The latest legal ruling “is a great opportunity to try to encourage businesses that want to do business in Hawaii to do it correctly, because the process is as important as the end product,” said Martin, who served on the company’s Maui advisory board until 2007. “Follow the existing laws.”

Lingle, however, remains unapologetic about her chessboard moves on behalf of the Superferry despite the Supreme Court’s rejection of them.

“I certainly feel our administration acted always in accordance with the law and clearly made the right decisions,” she said last week.

It was about six years ago that founder Timothy Dick’s concept of a high-speed, vehicle- and passenger-carrying ferry traversing the waters of Hawaii’s inhabited islands first started to attract the active opposition of environmentalists.

They were mainly concerned that the Superferry’s 349-foot-long catamaran would strike whales, spread invasive species and create traffic jams at its destinations, first on Maui and later on the Big Island and Kauai.

The ferry’s critics also included residents of other islands who said their concerns were ignored. Kauai’s opponents were so inflamed in 2007 that some banged on the cars of passengers arriving on the ferry while others rode kayaks and surfboards in attempts to block the vessel’s docking.

Eventually, the company suspended its Kauai route.

On the other side was Lingle, a Republican who pushed to bypass state rules so the ferry could operate without having to first complete a thorough environmental impact statement that existing law otherwise required.

The Democrat-led Legislature largely agreed with the strategy. After the state Supreme Court ruled in 2007 that the governor’s administrative action was invalid, legislators passed and she signed a law allowing the ferry to operate while an environmental assessment was completed.

It was that law the Supreme Court threw out last week, ruling that it was unconstitutionally designed to benefit only one company _ the Superferry.

Beyond the political and legal wrangling, the traveling public seemed happy with the new option, even if the oft-choppy waters between the islands left more than a few passengers with tussled tummies. The company said it had more than 250,000 bookings since it went into regular service in December 2007.

Many a business, from big companies such as Love’s Bakery and Fed Ex to mom-and-pop farmers, used the ferry as a cheaper means of moving goods from island to island.

Still, storm clouds gathered.

Last October, the Superferry announced that it would postpone delivery of its second ship to link Oahu and the Big Island because of the state’s depressed economy. Both ships were built specifically for Hawaii waters by Austal USA in Mobile, Ala.

Travelers also were declining with the economic downturn, from almost 19,000 passengers and 5,700 vehicles in November to 13,300 passengers and 4,300 vehicles in January, according to the company.

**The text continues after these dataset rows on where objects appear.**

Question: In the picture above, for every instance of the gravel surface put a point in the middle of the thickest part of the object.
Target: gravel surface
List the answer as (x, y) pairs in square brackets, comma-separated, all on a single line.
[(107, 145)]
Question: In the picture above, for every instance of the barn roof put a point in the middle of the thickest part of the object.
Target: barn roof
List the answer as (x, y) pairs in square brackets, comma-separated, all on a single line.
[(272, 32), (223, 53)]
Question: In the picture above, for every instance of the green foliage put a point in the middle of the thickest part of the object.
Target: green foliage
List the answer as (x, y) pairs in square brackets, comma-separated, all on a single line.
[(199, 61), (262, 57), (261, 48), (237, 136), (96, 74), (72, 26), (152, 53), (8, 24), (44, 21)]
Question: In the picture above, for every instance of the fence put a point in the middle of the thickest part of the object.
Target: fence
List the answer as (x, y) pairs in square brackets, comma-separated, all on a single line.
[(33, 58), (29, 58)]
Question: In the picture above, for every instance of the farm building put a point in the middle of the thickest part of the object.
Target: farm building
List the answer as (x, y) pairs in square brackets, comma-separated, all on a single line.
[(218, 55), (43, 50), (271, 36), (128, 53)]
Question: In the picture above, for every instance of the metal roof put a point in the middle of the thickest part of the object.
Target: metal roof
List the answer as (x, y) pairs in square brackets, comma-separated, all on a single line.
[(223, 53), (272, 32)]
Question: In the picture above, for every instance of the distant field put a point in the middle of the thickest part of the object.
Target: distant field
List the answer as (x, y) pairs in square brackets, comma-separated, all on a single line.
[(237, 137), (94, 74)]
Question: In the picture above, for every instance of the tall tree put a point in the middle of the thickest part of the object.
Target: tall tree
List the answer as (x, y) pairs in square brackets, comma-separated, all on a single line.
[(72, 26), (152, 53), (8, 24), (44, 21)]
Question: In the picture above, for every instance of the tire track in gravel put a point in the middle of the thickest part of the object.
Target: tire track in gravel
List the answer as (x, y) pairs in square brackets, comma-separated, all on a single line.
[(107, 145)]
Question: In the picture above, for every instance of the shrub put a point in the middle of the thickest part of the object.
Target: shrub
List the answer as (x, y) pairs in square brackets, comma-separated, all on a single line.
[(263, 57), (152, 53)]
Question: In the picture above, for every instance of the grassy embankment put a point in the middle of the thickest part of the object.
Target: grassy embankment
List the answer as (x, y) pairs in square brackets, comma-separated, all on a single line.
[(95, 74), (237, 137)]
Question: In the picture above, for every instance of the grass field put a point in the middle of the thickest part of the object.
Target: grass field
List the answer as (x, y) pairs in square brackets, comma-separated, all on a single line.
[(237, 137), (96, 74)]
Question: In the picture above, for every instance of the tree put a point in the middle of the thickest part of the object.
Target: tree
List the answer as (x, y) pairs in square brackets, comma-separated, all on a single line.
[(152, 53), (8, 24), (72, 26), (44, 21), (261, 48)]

The vessel made its last voyage, at least for now, on Thursday amid unanswered questions.

The work underlying the pending environmental assessment that was authorized by the overturned law now will be used in a new, more comprehensive report, state Transportation Director Brennon Morioka said. That report could take as long as the end of the year to finish.

But even after it is finished, more lawsuits could spring up. In the meantime, the ferry’s owners are seeking charter or military business to keep some money flowing and to keep alive their hope the Superferry saga has not ended.